- Islam Latinski Location within Croatia
- Coordinates: 44°11′32″N 15°26′26″E﻿ / ﻿44.19222°N 15.44056°E
- Country: Croatia
- Region: Dalmatia
- County: Zadar County
- Municipality: Posedarje

Area
- • Total: 3.8 km^{2} (1.5 sq mi)

Population (2021)
- • Total: 314
- • Density: 83/km^{2} (210/sq mi)
- Time zone: UTC+1 (CET)
- • Summer (DST): UTC+2 (CEST)

= Islam Latinski =

Village in Dalmatia, Croatia

Islam Latinski is a village of Dalmatia, in the Zadar County, Croatia. Administered as a part of the Posedarje Municipality, it is one of the two settlements that comprised the historical village of Islam, the other being Islam Grčki.

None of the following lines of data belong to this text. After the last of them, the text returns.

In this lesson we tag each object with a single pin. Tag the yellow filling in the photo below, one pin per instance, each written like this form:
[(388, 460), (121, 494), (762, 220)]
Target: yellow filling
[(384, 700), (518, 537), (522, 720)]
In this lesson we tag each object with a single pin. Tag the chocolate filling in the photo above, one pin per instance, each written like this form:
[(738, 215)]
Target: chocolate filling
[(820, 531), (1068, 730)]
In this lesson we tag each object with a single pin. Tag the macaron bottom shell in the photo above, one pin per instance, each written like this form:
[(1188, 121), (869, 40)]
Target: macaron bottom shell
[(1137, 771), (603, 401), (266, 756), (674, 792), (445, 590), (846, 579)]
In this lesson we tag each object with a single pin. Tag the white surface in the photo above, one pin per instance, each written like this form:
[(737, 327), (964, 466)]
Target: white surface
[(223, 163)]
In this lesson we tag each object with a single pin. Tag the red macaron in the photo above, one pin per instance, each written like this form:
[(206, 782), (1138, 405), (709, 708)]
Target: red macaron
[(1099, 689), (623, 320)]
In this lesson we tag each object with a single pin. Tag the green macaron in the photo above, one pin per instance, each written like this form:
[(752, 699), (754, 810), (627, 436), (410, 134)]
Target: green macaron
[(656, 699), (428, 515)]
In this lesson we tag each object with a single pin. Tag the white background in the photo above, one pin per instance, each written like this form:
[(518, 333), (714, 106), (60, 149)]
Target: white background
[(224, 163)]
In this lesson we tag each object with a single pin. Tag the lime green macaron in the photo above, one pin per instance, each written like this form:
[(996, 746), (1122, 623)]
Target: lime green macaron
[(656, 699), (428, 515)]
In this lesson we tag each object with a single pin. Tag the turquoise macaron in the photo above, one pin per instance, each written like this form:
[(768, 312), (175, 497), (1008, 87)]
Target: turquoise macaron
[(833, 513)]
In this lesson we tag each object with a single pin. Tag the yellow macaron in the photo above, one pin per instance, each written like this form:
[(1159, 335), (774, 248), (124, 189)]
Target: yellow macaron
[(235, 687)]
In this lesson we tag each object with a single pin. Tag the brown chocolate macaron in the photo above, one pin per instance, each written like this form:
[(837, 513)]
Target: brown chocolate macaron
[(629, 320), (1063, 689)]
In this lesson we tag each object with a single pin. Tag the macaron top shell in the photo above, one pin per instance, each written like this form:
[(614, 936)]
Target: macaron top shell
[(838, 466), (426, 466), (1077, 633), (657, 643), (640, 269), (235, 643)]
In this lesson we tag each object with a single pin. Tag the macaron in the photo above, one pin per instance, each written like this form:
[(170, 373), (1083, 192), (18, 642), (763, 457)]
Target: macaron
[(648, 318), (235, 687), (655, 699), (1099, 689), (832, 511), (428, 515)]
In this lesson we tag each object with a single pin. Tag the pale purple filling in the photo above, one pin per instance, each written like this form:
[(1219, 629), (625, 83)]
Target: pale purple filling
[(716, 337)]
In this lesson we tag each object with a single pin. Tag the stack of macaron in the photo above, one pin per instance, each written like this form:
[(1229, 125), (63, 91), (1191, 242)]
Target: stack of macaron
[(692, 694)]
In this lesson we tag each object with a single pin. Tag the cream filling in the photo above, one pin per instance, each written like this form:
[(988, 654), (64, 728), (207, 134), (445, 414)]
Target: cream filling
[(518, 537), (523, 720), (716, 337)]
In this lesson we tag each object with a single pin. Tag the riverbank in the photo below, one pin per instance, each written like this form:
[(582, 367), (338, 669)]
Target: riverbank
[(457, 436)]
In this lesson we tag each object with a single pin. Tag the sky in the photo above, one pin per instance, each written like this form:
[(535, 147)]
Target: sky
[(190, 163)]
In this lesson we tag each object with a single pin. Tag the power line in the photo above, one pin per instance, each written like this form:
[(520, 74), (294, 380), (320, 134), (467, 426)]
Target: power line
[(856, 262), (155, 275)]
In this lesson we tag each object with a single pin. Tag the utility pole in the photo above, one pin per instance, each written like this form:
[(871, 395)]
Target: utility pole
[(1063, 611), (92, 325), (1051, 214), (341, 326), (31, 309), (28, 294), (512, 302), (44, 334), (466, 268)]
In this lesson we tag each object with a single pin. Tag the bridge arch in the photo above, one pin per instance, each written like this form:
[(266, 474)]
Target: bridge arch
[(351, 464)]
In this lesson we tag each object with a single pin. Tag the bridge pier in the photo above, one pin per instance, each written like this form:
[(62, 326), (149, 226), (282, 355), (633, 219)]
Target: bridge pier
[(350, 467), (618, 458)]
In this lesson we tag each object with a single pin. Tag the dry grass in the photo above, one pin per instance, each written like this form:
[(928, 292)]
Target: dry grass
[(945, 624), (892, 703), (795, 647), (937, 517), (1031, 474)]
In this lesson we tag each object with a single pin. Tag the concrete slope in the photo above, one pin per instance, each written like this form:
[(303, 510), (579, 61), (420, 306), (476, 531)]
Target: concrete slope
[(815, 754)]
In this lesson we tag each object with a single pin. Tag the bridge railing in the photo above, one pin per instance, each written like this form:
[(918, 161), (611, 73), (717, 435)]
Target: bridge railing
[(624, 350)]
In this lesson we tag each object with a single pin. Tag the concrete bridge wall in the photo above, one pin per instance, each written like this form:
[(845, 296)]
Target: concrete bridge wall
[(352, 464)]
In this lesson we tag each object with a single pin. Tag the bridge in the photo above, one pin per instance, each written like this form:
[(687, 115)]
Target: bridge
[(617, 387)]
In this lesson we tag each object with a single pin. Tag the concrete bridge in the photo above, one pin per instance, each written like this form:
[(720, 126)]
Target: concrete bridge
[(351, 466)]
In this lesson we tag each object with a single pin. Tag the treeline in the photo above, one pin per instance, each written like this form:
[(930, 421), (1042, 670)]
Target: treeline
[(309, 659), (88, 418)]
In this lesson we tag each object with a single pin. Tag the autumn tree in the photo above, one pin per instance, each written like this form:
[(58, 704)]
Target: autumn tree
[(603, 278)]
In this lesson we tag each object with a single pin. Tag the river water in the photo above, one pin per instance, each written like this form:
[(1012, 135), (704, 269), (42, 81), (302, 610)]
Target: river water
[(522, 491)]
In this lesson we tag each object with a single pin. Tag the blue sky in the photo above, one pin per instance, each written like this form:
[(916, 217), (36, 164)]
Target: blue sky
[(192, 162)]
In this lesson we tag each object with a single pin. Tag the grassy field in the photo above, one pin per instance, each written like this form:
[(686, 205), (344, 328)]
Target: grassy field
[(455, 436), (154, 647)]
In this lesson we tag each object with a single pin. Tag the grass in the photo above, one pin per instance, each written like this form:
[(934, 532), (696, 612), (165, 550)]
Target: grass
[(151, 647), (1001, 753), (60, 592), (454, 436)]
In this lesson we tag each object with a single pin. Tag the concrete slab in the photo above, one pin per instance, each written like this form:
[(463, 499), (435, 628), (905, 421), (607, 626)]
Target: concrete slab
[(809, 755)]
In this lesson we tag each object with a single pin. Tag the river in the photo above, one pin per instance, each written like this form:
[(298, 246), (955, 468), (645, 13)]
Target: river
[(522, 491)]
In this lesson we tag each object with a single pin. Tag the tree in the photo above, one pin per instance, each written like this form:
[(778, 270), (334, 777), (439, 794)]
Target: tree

Islam Latinski has a predominantly Croatian population.

==Name==
The original name of the village was Saddislam, meaning "the wall of Islam" in Turkish which marked the final frontier of the Ottoman Empire.

In the 18th century, when the village split in two, the name changed to Islam Latinski. While Islam stayed from the original name, the adjective (Latinski meaning "Latin") stands for the religion of the villagers - "Latin" Catholicism. The other part of the split up village, Islam Grčki, got its name from the religious belief of its settlers - "Greek" Orthodoxy.

A former Italian name was Sant'Anastasia Bassa.